Karen is walking very extremely straight, almost as if she is trying to balance the King James on the top of her head. Holly strolls casually, and I am in between, being the bulls-eye of petty insult and flirtatious smirks. My hair is petrified, my brown glasses still saddle the slope of my nose as if my entire face were a carousel. I am walking with Karen and Holly, when Karen turns towards me, offering out a rogue smile, pasty freckles squirting out form the side of her cheeks as she says to me.
“You know what the difference between me and you is Dave?”
I walk. Try to change the subject. The door to the community room is readily approaching. In seconds we will enter the community room and we will hang up our respective attire on thick skeletal hangars, we will unbuckle the thick hearses that carry the bells. The males generally are consigned the larger, heavy, lower octave handled gavels, while the females, Holly and Karen and Corrine, are granted the light, budding handle, swigging the bronze casting, penetrating the petite clapper inside like they are trying to squeeze a scrotum. The girls have been gossiping about 90210, Brenda is about ready to loose her virginity. I’ve been trying to chisel out my hair so that it looks like one of the televised celebrities. Been trying to let my sideburns sprout to deem me with an even greater aura of maturity. Still we walk. I in my high tops, the girls, in their white cheerleading tennis shoes; laughing.

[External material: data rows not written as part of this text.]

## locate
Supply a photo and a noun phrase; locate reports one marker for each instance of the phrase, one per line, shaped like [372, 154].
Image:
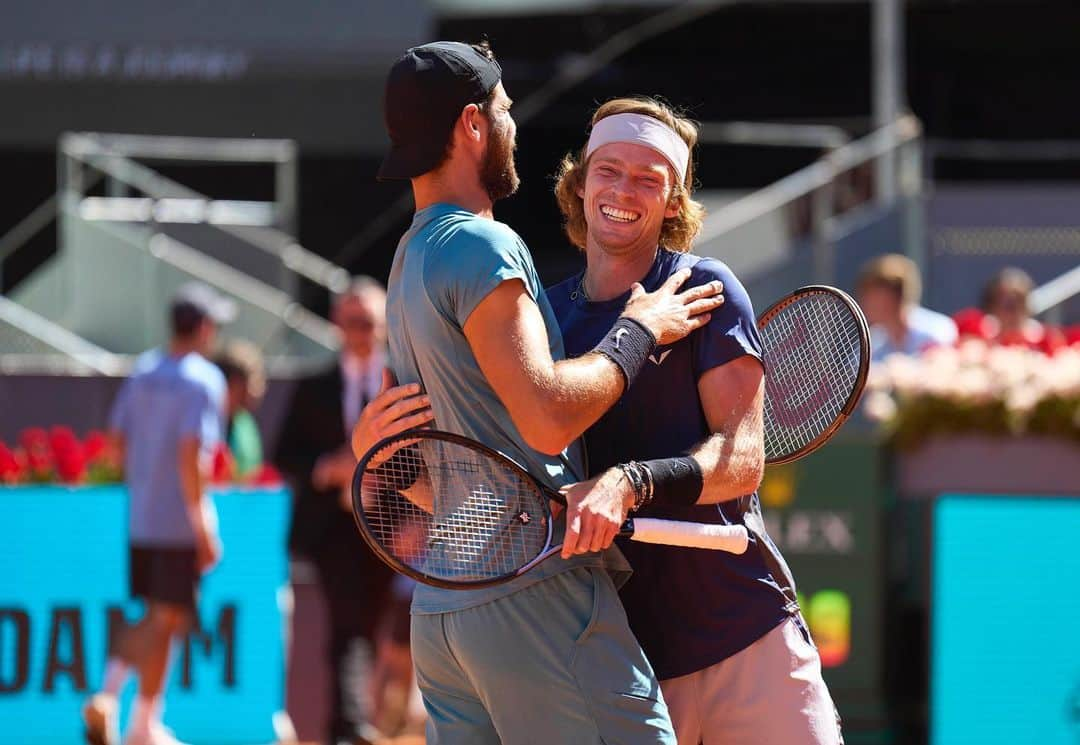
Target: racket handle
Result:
[730, 538]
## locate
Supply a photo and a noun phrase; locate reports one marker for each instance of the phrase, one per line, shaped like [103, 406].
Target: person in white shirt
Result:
[889, 289]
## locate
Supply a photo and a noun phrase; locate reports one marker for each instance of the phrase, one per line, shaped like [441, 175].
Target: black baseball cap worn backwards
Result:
[426, 91]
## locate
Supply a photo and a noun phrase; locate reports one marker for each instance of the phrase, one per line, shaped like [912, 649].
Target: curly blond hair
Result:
[677, 232]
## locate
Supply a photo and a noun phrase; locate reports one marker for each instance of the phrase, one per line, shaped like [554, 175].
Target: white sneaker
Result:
[99, 717]
[156, 734]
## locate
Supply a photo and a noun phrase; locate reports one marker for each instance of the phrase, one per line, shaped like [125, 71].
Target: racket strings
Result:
[450, 512]
[812, 360]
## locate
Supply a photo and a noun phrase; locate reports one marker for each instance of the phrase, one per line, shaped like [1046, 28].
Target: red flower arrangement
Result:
[224, 471]
[58, 456]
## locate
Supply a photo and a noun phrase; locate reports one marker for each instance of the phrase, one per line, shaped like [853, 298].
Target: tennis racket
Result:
[450, 512]
[817, 349]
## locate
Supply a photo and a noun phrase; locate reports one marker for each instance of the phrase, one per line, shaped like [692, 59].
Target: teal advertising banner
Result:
[64, 586]
[1006, 648]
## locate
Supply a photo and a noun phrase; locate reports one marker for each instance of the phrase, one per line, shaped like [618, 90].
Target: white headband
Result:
[640, 130]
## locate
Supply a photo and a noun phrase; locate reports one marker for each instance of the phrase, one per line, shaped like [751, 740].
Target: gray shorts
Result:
[552, 663]
[770, 692]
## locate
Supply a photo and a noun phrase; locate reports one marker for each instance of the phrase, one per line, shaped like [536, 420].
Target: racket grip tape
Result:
[730, 538]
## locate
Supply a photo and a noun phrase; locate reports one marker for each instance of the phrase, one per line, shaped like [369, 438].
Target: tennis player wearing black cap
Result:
[548, 658]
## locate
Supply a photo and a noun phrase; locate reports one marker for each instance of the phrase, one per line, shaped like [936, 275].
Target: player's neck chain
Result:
[580, 289]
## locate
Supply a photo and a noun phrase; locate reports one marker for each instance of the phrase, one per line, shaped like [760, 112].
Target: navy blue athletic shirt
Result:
[690, 608]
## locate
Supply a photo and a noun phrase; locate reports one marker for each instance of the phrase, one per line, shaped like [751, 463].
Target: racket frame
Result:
[368, 534]
[864, 362]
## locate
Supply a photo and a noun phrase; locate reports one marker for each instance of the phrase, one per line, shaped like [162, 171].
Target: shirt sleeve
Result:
[480, 258]
[732, 330]
[202, 415]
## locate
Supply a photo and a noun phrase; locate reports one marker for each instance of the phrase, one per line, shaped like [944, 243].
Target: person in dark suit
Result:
[314, 455]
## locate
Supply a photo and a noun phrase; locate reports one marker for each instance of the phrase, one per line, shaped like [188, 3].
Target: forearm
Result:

The top of Karen’s hair is permed and fritz into a puffed spume giving it the appearance of the bottom of a waterfall. The remainder of her hair is also neatly trimmed and slightly curves and thick and sleeks sexily down her back. She looks to me again, a look in her eyes as if she is about ready to stamp her foot down in disapproval, wondering why it is taking me so long to answer her query. Holly’s face being operated by invisible strings, pulling her lips back into a smile, a slight cherry red also giving her the appearance of a blush the same exact color of the cheap wine my father buys in a box he sips at sporadically that lasts him the duration of the entire new year.
As she opens her mouth to respond, Karen still looks dissatisfied. I think of the gushing water trickling into the grated sewer opening. I walk straight ahead hearing her comments.
***
I am driving Laurie home drunk and all she is telling me is
that she lives for passion.
“What do
you live for?” I ask her, my hand planted and handcuffed and squeezed around
her fist as my left hand cups the wheel in a knuckled grip. I pass through a
dangling stoplight that is pausing between yellow and red. I switch lanes very
cautiously, trying to follow Dave, in his topless BMW, who is ahead of me right
now.
“I live for
art and beauty.” Laurie is saying, in her cool, menthol voice. “I like for
passion. Anything that makers another person become a better human being.
When we
arrive home there are two shadows peeping out of the side vertical window near
the door. I freeze the SUV in park, switch off the lights and avail the
passenger door for her, giving her one final embrace, helping her clamber up
the stairs, watching as she picks up her purse and the scuttles into the door,
telling me goodnight, bourbon breath and sexy.
*
“Laurie’s
husband drinks a bottle of Beefeaters and smokes two packs a day.” Dave says.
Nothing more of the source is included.